Subject: [Tweeters] Sprague Lake waterfowl and longspur question
Date: Oct 19 20:16:49 2008
From: Randy Hill - hill at smwireless.net


I finally made it over to Sprague Lake again today. Starting at Washtucna,
where it was 32 degrees, there were two Wilson's Warblers trying to find
something moving to eat. A male Slate-colored Junco was among many
Oregon-type. Two Pine Siskins were paired up with goldfinches on the way to
Benge, and after seeing 3 Rough-legged Hawks between Hatton Coulee and
Washtucna, there were 7 going from Benge to Ritzville. Also a Prairie
Falcon. At Sprague Lake a male Eurasian Wigeon was west of the kiosk.
Further out were at least 24 Snow Geese (no Ross's identified) and a few
Cackling Geese mixed in with Lesser and Western Canada Geese. Most of the
waterfowl were too distant to identify. Couldn't find the target birds that
Craig Corder and all found earlier in the week (GW Gull, Clark's Grebe,
Pacific Loon), but finally did locate the group of "coast birds" east of the
WDFW parking area. In all there were more than 100 of each of the five
Aythya divers, 500+ Ruddy Ducks, 24+ Western , 4+ Horned and 6+ Eared
Grebes, hundreds of Buffleheads, a dozen or so Common and one male Barrow's
Goldeneye (plus 2 probable females), and lots of coots and hundreds each of
at least 100 each of 6 species of puddle ducks. Also 1 female-plumage
Red-breasted Merganser. I finally found the scoters, first 1, then 4, 7,
and finally had a high count of 14 at once, both Surf and White-winged
Scoters. Two adult Bald Eagles spooked most of the ducks but not the
scoters, but there were at least 3 WW and 6 surf. A flock of 29 Tundra
Swans flew over before I left for the parking lot, where Craig and Judy
Corder had just pulled in.



I followed them to a pullout east of the access, and soon after I got out of
the car and spotted a finch-type flock, Craig called a flyover longspur
rattle. The bird I picked out had the distinct black triangular pattern in
the tail of a CHESTNUT-COLLARED LONGSPUR, but I didn't get any other
distinctive markings on the bird other than it was pale underneath. My
question is do Chestnut-collared Longspurs rattle as Lapland Longspurs do?
I didn't identify the other birds in the flock but don't know if this was a
mixed flock of longspurs or what.

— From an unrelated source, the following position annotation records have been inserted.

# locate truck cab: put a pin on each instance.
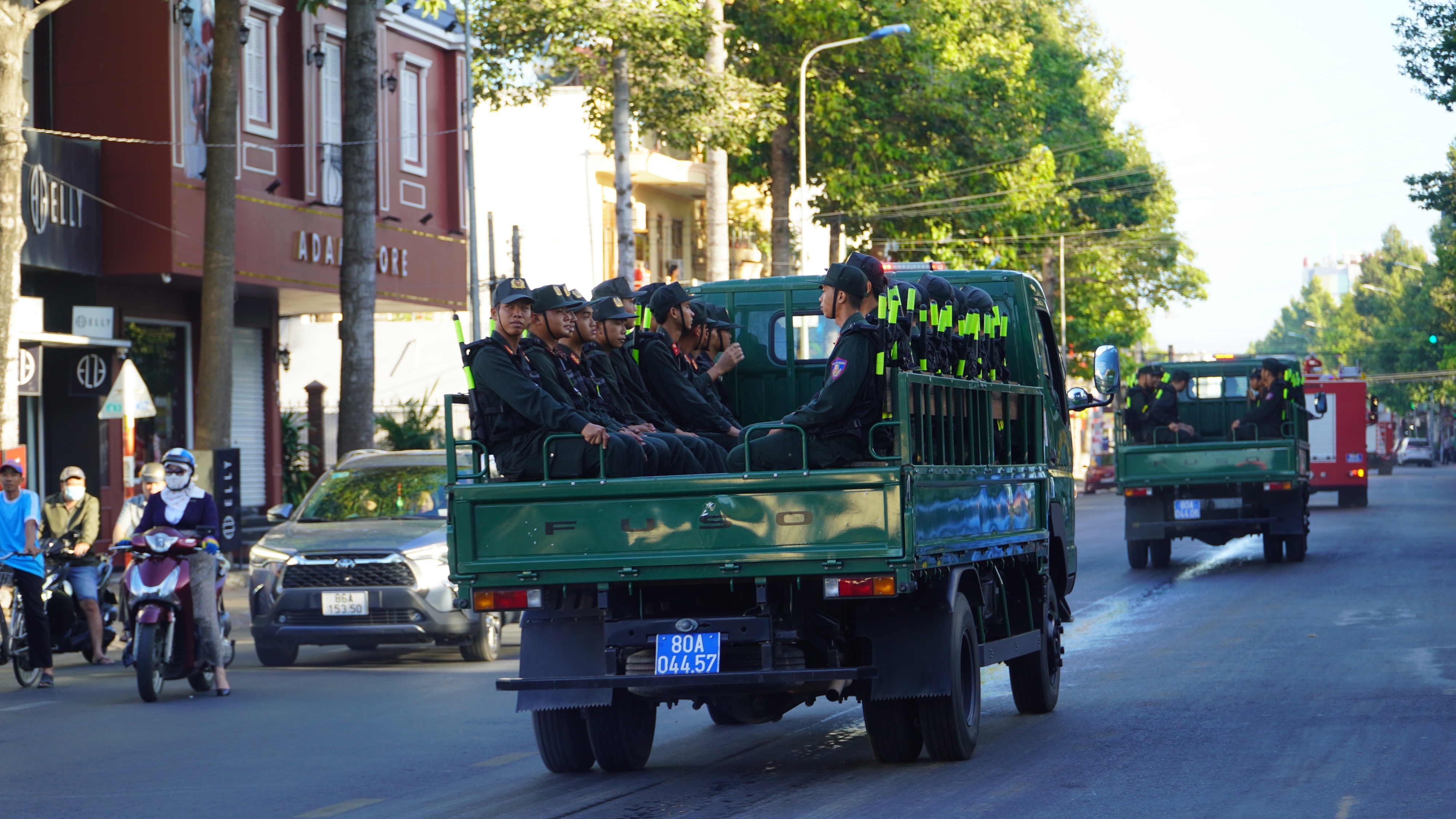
(949, 548)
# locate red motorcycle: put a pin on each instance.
(158, 600)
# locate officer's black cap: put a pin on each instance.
(669, 297)
(553, 297)
(621, 289)
(847, 278)
(512, 290)
(612, 307)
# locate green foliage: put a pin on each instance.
(296, 454)
(673, 92)
(981, 139)
(420, 428)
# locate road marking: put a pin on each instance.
(505, 760)
(28, 706)
(339, 808)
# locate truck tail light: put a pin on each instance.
(506, 600)
(882, 587)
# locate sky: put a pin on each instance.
(1286, 128)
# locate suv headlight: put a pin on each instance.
(438, 552)
(261, 556)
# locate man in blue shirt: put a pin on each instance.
(20, 521)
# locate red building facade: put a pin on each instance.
(142, 70)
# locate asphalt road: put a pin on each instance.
(1218, 687)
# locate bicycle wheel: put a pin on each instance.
(21, 648)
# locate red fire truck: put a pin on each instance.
(1337, 441)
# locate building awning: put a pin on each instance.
(71, 339)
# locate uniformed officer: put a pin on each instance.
(515, 415)
(612, 318)
(1267, 417)
(839, 417)
(663, 369)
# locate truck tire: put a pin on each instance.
(276, 652)
(561, 740)
(1273, 549)
(1138, 553)
(951, 724)
(895, 731)
(622, 732)
(1163, 552)
(1036, 680)
(1295, 548)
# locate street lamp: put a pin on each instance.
(879, 34)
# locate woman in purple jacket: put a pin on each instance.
(183, 505)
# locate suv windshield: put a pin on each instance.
(378, 492)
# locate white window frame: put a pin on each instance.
(266, 13)
(408, 61)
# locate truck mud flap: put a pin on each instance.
(912, 649)
(566, 642)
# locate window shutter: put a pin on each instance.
(256, 70)
(410, 117)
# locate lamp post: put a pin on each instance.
(803, 204)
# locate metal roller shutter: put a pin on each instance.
(248, 414)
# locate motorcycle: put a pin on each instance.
(159, 609)
(69, 628)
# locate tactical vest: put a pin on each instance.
(493, 421)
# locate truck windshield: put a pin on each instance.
(378, 492)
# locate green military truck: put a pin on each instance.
(892, 581)
(1216, 489)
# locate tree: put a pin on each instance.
(18, 19)
(215, 383)
(643, 61)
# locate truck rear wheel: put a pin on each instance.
(1273, 549)
(895, 729)
(1163, 552)
(622, 732)
(1036, 680)
(1138, 553)
(951, 724)
(561, 740)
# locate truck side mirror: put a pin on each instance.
(1107, 374)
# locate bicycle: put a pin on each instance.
(14, 645)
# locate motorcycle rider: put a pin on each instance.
(20, 523)
(184, 505)
(75, 513)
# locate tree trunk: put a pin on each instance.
(781, 187)
(215, 377)
(622, 158)
(360, 201)
(17, 22)
(717, 190)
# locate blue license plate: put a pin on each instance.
(689, 654)
(1187, 510)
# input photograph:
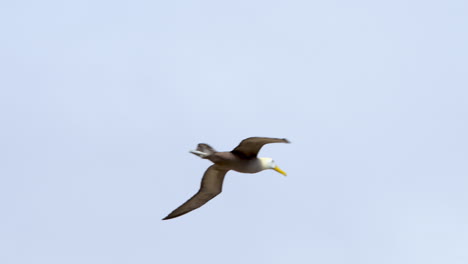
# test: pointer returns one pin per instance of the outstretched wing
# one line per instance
(211, 185)
(250, 147)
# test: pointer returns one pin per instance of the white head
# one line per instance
(269, 163)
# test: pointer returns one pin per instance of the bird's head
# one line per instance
(269, 163)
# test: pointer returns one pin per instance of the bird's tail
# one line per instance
(203, 151)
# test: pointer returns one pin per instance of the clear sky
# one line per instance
(100, 102)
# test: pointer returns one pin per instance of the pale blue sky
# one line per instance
(100, 102)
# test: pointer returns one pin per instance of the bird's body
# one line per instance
(241, 159)
(230, 161)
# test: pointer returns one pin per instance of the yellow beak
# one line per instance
(280, 170)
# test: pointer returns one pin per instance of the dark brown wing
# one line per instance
(211, 185)
(250, 147)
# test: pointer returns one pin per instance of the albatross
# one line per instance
(241, 159)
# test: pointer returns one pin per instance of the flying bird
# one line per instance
(241, 159)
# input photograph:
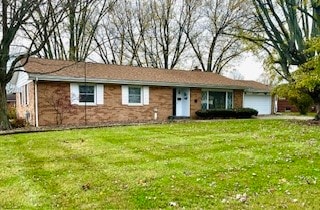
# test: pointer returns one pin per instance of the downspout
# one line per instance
(36, 102)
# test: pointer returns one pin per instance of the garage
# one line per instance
(258, 101)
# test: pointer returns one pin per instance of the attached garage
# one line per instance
(259, 101)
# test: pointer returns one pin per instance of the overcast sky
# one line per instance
(250, 68)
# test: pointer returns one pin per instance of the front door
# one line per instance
(183, 102)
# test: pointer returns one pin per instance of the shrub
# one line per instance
(226, 113)
(18, 123)
(246, 112)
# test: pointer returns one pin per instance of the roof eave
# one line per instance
(41, 77)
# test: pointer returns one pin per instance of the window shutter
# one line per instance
(145, 95)
(74, 93)
(100, 93)
(125, 94)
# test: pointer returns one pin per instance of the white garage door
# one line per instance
(261, 103)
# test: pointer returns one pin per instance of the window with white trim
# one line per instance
(24, 95)
(212, 99)
(135, 95)
(86, 94)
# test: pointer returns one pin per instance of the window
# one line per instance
(211, 99)
(24, 95)
(134, 95)
(86, 94)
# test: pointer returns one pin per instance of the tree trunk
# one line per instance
(318, 111)
(5, 125)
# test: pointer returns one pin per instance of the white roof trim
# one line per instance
(42, 77)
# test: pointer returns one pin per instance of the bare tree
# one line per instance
(15, 17)
(73, 37)
(214, 40)
(146, 33)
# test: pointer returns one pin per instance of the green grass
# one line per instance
(227, 164)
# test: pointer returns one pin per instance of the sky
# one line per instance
(250, 67)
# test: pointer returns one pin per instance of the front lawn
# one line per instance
(229, 164)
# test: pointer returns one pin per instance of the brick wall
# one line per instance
(160, 102)
(112, 110)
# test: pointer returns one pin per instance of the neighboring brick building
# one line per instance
(67, 92)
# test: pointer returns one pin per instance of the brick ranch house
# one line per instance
(51, 92)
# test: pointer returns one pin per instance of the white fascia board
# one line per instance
(42, 77)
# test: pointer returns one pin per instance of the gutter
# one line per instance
(130, 82)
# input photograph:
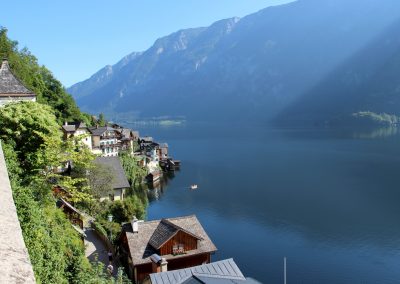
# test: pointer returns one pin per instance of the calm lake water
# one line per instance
(328, 200)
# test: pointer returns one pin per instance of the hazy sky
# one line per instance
(76, 38)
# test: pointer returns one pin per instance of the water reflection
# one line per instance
(326, 198)
(158, 188)
(382, 132)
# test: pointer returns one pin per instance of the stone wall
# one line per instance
(15, 266)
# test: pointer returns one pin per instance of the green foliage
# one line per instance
(101, 121)
(100, 180)
(33, 150)
(55, 248)
(24, 125)
(32, 130)
(381, 118)
(99, 228)
(123, 211)
(40, 80)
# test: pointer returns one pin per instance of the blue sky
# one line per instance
(76, 38)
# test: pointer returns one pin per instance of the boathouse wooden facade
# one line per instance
(179, 242)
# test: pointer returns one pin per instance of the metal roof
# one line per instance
(9, 84)
(219, 272)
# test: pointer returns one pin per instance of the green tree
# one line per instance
(24, 125)
(101, 121)
(100, 180)
(40, 80)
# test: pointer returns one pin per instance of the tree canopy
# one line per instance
(40, 80)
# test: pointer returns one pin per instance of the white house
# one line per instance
(11, 89)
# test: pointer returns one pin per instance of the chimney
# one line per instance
(158, 264)
(164, 265)
(135, 225)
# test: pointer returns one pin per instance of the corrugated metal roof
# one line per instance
(224, 271)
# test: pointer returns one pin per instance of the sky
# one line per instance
(76, 38)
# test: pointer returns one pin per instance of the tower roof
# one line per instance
(9, 84)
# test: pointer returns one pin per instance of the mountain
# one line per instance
(369, 81)
(254, 68)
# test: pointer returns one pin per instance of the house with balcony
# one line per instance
(128, 140)
(105, 141)
(12, 89)
(78, 130)
(181, 242)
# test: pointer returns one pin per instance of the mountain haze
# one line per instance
(269, 63)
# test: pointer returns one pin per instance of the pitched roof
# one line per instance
(219, 272)
(97, 131)
(119, 180)
(164, 232)
(9, 84)
(73, 126)
(139, 243)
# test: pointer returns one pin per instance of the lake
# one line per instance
(327, 199)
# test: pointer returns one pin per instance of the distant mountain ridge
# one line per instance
(252, 68)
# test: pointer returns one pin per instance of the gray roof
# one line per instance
(119, 180)
(219, 272)
(73, 126)
(126, 132)
(140, 249)
(97, 131)
(9, 84)
(164, 232)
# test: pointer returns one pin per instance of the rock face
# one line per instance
(15, 266)
(240, 69)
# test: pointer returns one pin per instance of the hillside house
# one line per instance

When the flock was flying around all the
birds had the dip and rise action of the longspur flocks that I remember
from southern New Mexico where Chestnut-collared was the most abundant of
the three species that wintered there. I'm hoping others will relocate that
flock and get a good look.



At the next pulloff Craig waited patiently for a WW Scoter to swim into
Lincoln County as I waited for a Common Loon to swim into Adams County.
Neither cooperated. There was also no "first down line" on the water to
mark exactly where the county line crosses the lake.



Why is it Sprague Lake produces as many questions as answers?